Adaptive Double DRAM Device Correction (ADDDC) is also referred to as Adaptive Device Correction (ADC) in some Oracle documents.

BIOS Setup Utility Looks Distorted When Accessed Through Oracle ILOM Remote System Console

Bug ID 32035569

Issue: If you disable serial console redirection, and then launch the BIOS Setup Utility through the Oracle ILOM Remote System Console, the main screen of the BIOS Setup Utility is distorted upon first accessing the utility.

Workaround: From the main screen of the BIOS Setup Utility, click the Advanced tab, and then return to the Main tab. Returning to the main screen of the BIOS Setup Utility clears the distortion.

Virtual Boot Device Is Unavailable After Disabling SSL From Oracle ILOM Remote System Console

Bug ID 32403589

Issue: If you clear the SSL Enable check box from the KVMS and Storage menu of the Oracle ILOM Remote System Console, and then you add a Linux ISO install boot device, the virtual boot device might not be displayed as an available boot device from the system UEFI Menu.

Workaround: Restore the default factory settings for KVMS and storage devices, and reboot the system.

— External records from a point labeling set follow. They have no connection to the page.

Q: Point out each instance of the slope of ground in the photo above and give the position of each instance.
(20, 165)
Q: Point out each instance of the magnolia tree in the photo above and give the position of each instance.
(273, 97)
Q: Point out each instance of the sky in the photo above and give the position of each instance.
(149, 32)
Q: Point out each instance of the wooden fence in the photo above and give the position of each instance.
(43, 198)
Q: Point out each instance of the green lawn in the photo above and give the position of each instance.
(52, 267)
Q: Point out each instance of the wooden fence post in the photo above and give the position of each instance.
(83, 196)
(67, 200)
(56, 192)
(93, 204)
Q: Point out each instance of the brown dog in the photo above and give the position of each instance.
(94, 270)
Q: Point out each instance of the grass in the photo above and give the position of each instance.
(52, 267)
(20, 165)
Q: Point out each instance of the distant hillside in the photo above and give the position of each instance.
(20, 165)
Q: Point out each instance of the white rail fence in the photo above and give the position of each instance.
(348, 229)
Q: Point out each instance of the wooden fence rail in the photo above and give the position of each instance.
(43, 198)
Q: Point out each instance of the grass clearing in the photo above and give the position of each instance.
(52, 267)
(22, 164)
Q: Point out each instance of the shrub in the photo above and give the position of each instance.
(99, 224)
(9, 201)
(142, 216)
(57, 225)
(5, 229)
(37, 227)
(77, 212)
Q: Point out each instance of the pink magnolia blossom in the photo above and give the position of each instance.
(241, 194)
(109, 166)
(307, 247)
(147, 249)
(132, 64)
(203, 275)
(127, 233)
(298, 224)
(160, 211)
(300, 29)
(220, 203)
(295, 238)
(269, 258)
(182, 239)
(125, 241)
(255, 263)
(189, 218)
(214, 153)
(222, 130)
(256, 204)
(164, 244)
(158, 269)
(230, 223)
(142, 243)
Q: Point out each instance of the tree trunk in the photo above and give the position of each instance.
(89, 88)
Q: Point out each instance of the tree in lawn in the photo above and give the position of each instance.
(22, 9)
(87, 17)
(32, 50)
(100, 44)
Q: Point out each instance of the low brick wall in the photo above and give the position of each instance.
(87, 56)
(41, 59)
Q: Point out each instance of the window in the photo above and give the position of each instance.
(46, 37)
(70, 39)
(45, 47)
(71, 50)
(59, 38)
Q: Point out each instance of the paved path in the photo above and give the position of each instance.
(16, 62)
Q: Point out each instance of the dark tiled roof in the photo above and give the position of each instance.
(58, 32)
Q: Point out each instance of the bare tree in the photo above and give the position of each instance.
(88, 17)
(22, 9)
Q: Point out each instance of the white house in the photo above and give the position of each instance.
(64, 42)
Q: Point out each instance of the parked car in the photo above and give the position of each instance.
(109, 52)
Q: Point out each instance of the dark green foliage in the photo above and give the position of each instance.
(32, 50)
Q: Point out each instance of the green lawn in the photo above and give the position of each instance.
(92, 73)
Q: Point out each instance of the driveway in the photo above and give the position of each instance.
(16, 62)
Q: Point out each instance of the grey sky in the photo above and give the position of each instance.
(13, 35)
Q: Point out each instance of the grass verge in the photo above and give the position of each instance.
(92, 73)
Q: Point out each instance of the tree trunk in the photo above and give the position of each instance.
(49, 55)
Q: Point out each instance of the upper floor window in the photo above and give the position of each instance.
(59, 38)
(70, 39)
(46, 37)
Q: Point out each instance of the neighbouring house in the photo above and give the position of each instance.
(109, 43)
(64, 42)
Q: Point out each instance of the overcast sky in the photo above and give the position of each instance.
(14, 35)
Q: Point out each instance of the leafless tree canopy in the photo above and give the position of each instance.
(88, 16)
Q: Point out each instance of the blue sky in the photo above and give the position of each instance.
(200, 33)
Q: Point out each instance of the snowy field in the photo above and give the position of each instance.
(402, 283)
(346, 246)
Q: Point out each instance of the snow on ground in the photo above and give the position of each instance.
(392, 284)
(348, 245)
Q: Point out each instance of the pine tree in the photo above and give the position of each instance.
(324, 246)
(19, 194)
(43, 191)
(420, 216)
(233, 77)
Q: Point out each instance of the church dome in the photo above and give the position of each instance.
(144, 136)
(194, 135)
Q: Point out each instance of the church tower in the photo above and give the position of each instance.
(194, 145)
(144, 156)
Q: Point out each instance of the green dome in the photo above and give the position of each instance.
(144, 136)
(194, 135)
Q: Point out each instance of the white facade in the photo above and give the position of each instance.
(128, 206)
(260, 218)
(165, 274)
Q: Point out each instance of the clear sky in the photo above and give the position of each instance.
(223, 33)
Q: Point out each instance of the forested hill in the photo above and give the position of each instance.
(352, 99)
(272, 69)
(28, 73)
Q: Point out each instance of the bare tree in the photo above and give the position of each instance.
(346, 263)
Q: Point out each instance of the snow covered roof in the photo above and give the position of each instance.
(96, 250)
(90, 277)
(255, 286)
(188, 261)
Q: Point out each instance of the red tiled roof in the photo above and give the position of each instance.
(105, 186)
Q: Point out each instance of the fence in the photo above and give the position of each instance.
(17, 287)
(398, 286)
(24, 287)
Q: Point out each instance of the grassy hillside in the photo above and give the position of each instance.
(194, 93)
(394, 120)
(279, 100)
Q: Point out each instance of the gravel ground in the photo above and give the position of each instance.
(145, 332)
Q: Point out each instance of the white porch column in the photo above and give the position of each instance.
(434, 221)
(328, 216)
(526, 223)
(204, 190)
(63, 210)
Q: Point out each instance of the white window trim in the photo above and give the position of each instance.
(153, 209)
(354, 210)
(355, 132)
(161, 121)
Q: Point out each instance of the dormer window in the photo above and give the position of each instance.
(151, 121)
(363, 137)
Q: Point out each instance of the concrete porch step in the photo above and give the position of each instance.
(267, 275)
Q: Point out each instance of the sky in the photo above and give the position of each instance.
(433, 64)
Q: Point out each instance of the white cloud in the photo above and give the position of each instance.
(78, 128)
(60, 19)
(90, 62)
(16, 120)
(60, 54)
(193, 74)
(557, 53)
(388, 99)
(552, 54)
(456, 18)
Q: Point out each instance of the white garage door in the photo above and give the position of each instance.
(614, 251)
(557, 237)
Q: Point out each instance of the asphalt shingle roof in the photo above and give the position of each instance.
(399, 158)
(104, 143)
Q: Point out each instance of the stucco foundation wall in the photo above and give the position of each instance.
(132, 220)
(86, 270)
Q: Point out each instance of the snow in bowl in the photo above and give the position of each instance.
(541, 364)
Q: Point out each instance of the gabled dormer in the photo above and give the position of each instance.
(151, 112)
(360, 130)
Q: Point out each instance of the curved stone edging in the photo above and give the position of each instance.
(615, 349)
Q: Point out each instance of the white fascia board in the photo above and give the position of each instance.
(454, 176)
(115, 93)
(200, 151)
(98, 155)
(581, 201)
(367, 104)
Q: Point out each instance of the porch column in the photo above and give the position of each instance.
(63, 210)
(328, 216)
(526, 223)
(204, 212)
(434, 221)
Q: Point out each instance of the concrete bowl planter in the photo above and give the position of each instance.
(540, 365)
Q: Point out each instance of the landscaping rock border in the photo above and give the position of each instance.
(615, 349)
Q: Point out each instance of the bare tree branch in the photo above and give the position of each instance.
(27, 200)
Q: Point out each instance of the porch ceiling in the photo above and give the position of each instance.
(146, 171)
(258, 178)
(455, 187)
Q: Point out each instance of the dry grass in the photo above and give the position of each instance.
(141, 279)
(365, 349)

You can then return to the Oracle ILOM Remote System Console, clear the SSL Enable check box again, and the virtual boot device will now be displayed as available from the UEFI Menu.

Resolving Warning Messages for Custom CA and Self-Signed SSL Certificates

Important Operating Note

The following information applies to users of the Oracle ILOM Remote System Console and the Oracle ILOM Remote System Console Plus.

A warning message occurs when the Java client is not properly configured to validate the Secure Sockets Layer (SSL) certificate that is currently being used by Oracle ILOM. This validation behavior applies to Oracle ILOM firmware version 3.2.8 or later for systems using the default self-signed SSL certificate, and to Oracle ILOM firmware version 3.2.10 and later for systems using a Custom Certification Authority (CA) SSL certificate.

To resolve the SSL warning message, refer to the following applicable sections in the Oracle ILOM Administrator’s Guide for Configuration and Maintenance Firmware Release 5.1.x, which is available at Servers Documentation -Systems Management:

The Default Baud Rate for the SER MGT Port Is 115200

Important Operating Note

When attempting to connect to the Oracle ILOM Service Processor using the Oracle Server X9-2L SER MGT port, the default baud rate for the port configured in BIOS is 115200. For many other Oracle servers, the default baud rate is 9600.